Some studies on transformational leadership have mentioned four components, while others have used three main parts of Bass' theory.

They all describe intellectual stimulation (encouraging followers to challenge the status quo) and Individualised consideration (being supportive, mentoring, etc). The difference, however, lies in the fact that some have further broken down charisma into Idealised influence and Inspirational motivation.

Idealised influence refers to the admiration and respect transformational leaders get. On the other hand, inspirational motivation is about inspiring and instilling enthusiasm.

Personally, I prefer keeping them together and branched under charisma, as they are both interlinked to a large extent. For example, if a leader is admired and respected, he/she can better inspire the team.

There are many cases, where further elaboration can lead to confusion and in some cases, the meaning can be lost. I have learnt to be critical and now I am always suspicious when I see a theory or a model that constitutes more facets than absolutely necessary.


March 29, 2013

Transformational leadership vs Servant leadership

After reading about transformational theory and servant theory, I can't help but notice how similar they are. For example, they share many attributes such as:

Influence, Vision, Trust, Integrity, Individualized consideration, mentoring, empowerment, etc.

In essence, the only real difference between the two is their slight variation in focus. Servant leadership emphasises more on followers, while transformational leadership focuses on organizational goals.

However, one must question whether this is a strong enough reason to make a distinction between the two approaches. Why can't organizations have both objectives, i.e. to improve performance and develop employees? Indeed, many progressive companies try to simultaneously do both. In my opinion, that is probably the only real way an organization can achieve and sustain success.


March 28, 2013

Leadership: Enabler or a Driver?

During the module week, Paul said something that has stayed in my mind ever since. He pointed out that GE was successful in spite of Jack Welch rather than because of him.

This suggests that leadership is only an "enabler" and not a "driver" of increasing performance at an organization.
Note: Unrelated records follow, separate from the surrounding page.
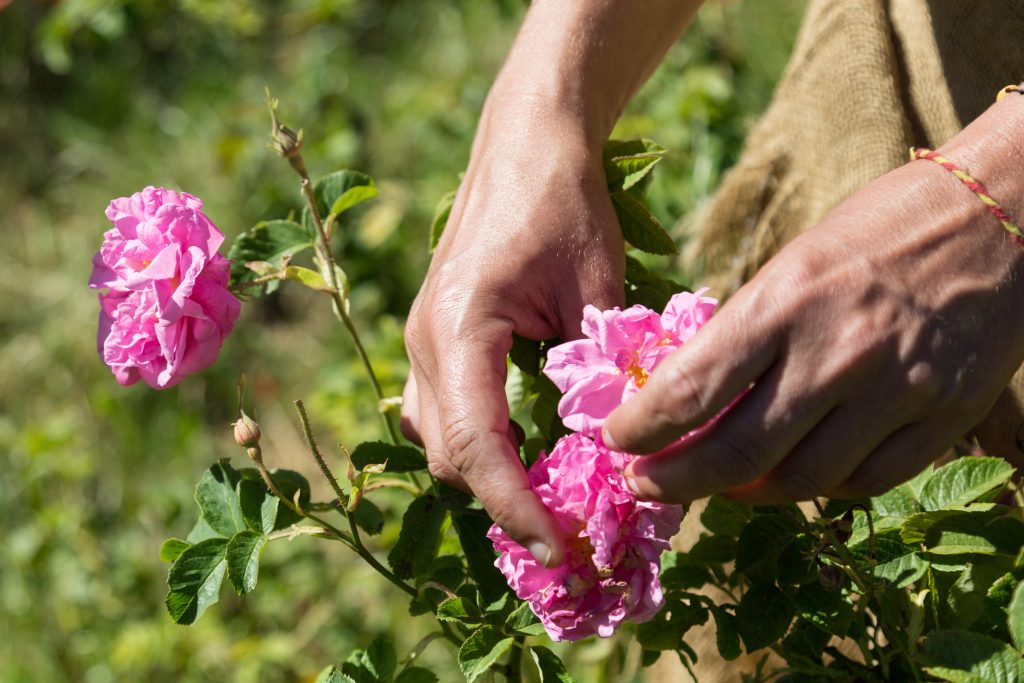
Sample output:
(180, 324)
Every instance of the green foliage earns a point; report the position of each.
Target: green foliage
(394, 458)
(237, 513)
(272, 243)
(930, 565)
(480, 650)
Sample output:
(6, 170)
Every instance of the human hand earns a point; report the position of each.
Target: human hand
(869, 344)
(530, 240)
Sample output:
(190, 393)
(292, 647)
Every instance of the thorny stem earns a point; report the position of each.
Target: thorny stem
(325, 470)
(340, 309)
(356, 542)
(256, 455)
(515, 660)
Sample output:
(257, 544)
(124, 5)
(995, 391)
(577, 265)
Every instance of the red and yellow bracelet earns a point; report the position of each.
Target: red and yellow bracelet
(976, 186)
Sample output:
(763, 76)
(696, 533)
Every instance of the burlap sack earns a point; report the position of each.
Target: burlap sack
(867, 80)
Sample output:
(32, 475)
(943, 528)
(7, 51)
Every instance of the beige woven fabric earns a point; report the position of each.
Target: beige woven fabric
(867, 80)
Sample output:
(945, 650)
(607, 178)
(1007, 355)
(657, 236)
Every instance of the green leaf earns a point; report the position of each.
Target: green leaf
(640, 227)
(332, 675)
(902, 570)
(195, 580)
(525, 354)
(1015, 617)
(954, 675)
(353, 196)
(380, 658)
(171, 549)
(522, 620)
(307, 278)
(991, 659)
(666, 630)
(437, 223)
(628, 162)
(763, 616)
(369, 517)
(218, 501)
(271, 242)
(397, 458)
(481, 650)
(243, 559)
(712, 550)
(965, 480)
(419, 539)
(826, 609)
(416, 675)
(472, 526)
(725, 517)
(201, 531)
(461, 610)
(551, 668)
(337, 188)
(761, 543)
(726, 635)
(545, 411)
(259, 506)
(898, 502)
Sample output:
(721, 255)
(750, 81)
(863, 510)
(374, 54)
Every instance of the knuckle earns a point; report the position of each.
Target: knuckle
(682, 395)
(738, 457)
(460, 441)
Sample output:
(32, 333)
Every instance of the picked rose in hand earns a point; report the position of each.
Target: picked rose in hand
(167, 308)
(613, 544)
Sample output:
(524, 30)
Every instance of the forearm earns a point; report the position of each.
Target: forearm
(582, 60)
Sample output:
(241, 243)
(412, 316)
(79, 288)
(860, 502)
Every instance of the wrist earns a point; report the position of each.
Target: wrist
(990, 148)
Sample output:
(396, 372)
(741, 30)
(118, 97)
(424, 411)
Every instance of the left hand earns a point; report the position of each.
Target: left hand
(870, 343)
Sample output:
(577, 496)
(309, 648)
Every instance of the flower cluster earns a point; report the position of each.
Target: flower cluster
(167, 308)
(613, 541)
(621, 350)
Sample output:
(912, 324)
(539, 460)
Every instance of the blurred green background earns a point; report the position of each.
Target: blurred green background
(101, 97)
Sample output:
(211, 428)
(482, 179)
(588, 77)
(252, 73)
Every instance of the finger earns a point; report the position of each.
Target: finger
(410, 423)
(824, 459)
(902, 456)
(433, 443)
(742, 445)
(474, 417)
(693, 384)
(603, 291)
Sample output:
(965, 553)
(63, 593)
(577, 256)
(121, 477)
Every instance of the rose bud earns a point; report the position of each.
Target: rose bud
(247, 432)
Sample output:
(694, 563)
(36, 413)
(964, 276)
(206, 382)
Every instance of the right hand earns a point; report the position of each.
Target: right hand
(531, 239)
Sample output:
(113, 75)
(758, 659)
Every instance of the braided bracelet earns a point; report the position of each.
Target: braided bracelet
(976, 186)
(1007, 90)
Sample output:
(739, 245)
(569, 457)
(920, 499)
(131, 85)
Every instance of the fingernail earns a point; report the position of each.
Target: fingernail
(632, 484)
(541, 552)
(608, 441)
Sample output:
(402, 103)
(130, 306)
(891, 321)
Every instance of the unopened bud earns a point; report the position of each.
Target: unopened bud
(246, 431)
(286, 141)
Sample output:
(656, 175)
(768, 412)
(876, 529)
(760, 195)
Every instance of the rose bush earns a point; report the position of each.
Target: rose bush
(167, 308)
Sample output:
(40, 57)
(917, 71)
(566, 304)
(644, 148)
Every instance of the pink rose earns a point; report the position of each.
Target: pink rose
(610, 571)
(622, 349)
(167, 308)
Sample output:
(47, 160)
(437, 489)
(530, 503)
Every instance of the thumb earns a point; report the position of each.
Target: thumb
(474, 420)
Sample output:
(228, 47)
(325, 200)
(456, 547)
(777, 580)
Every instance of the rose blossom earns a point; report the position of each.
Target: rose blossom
(622, 348)
(613, 542)
(167, 308)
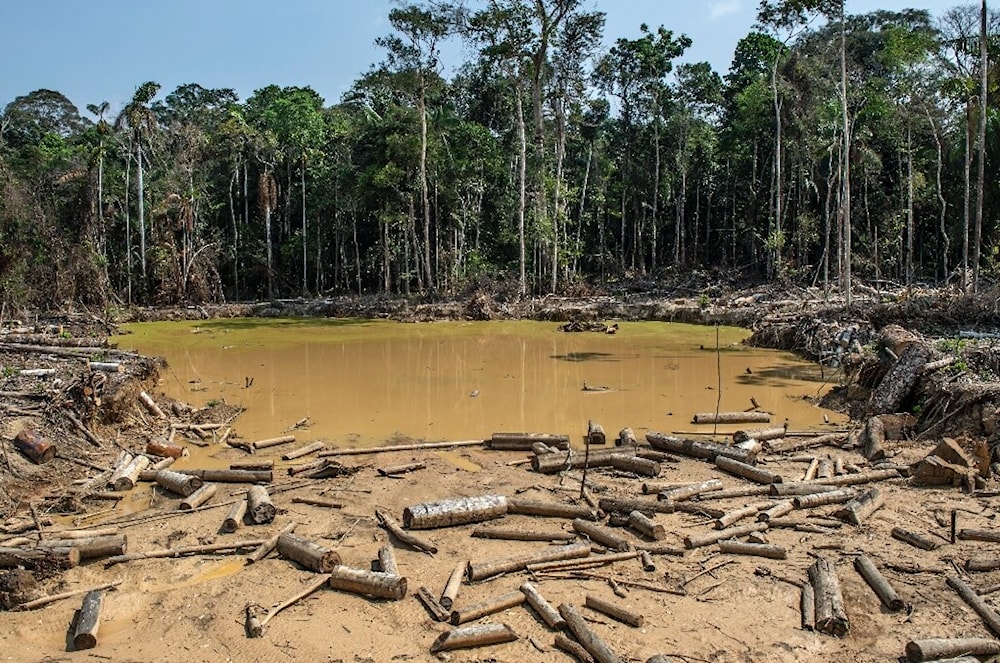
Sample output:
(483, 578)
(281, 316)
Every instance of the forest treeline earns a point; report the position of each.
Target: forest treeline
(837, 146)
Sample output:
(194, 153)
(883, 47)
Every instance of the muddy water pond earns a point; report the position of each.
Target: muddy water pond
(363, 382)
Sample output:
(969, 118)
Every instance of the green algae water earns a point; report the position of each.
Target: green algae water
(363, 382)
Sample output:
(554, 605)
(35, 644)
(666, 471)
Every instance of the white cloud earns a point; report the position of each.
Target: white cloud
(724, 8)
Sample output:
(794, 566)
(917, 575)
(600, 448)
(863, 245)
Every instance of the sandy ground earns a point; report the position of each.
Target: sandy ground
(735, 608)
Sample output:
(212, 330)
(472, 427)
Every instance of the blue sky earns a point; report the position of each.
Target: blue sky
(99, 50)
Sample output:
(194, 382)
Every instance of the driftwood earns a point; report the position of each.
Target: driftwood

This is in contrast to the Malcolm Baldrige Award which assumes that leadership "causes" an increase in performance and quality of processes.

Personally, I would go along with the former. I think that while having an effective leader certainly helps the cause, it is by no mean a direct indicator for organizational performance. As we know, there are many different factors that have a say, e.g. characteristics of followers, environment and just pure simple luck.

People nowadays, are quick at pointing to the leader when an organization performs well. It is the easy option..and humans want to develop simple explanations for complex organizational performance. Hence, they all come to the conclusion that "the leader must be doing something right".

Hopefully, the critical analysis skills that we are learning at MBE will help us to steer away from such errors. We should always analyze all the possible variables before attributing the success or failure of a process/ organization to any one factor.